FIG. 1 is a flowchart showing a voice interaction method according to an embodiment of the present application;

FIG. 2 is a flowchart showing a voice interaction method according to another embodiment of the present application;

FIG. 3 is a flowchart showing a voice interaction process according to an embodiment of the present application;

FIG. 4 is a schematic structural diagram showing a voice interaction apparatus according to an embodiment of the present application;

FIG. 5 is a schematic structural diagram showing a voice interaction apparatus according to another embodiment of the present application; and

FIG. 6 is a schematic structural diagram showing a voice interaction device according to an embodiment of the present application.

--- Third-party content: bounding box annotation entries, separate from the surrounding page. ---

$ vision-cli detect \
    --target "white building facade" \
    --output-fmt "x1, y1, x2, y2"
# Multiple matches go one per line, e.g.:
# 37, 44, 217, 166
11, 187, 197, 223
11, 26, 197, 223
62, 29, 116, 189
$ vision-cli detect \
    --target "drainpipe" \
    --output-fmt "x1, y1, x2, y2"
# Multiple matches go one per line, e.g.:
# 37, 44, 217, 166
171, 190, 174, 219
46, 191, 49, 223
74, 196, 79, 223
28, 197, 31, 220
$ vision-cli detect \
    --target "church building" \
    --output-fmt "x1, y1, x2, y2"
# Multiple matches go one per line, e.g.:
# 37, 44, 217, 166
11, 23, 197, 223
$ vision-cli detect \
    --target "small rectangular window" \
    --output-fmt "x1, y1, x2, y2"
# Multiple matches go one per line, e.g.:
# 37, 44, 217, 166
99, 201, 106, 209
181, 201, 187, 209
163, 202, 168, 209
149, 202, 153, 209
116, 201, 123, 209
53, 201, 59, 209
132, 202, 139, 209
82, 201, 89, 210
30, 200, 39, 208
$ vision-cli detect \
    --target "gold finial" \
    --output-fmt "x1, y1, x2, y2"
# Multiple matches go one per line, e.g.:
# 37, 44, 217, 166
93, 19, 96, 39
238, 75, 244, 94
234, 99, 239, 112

DETAILED DESCRIPTION OF THE EMBODIMENTS

Hereafter, only certain exemplary embodiments are briefly described. As can be appreciated by those skilled in the art, the described embodiments may be modified in different ways, without departing from the spirit or scope of the present application. Accordingly, the drawings and the description should be considered as illustrative in nature instead of being restrictive.

A voice interaction method and apparatus are provided according to embodiments of the present application. The technical solutions are described below in detail by means of the following embodiments.

FIG. 1 is a flowchart showing a voice interaction method according to an embodiment of the present application. The method includes: receiving a voice signal to be detected within a preset time period at S11, performing a voice identification on the voice signal to be detected, to obtain a text to be detected at S12, and performing a first detection on the text to be detected, providing a response according to the text to be detected in response to determining that the first detection is passed, or returning to S11 in response to determining that the first detection is not passed at S13.

FIG. 2 is a flowchart showing a voice interaction method according to another embodiment of the present application. The method includes: receiving a voice signal to be detected within a preset time period at S11; performing a voice identification on the voice signal to be detected, to obtain a text to be detected at S12; performing a first detection on the text to be detected, and returning to S11 in response to determining that the first detection is not passed, or performing S24 in response to determining that the first detection is passed at S13; performing a second detection on the text to be detected in response to determining that the first detection is passed, returning to S11 in response to determining that the second detection is not passed, and performing S25 in response to determining that the second detection is passed at S24; performing the response according to the text to be detected, and returning to S11 at S25.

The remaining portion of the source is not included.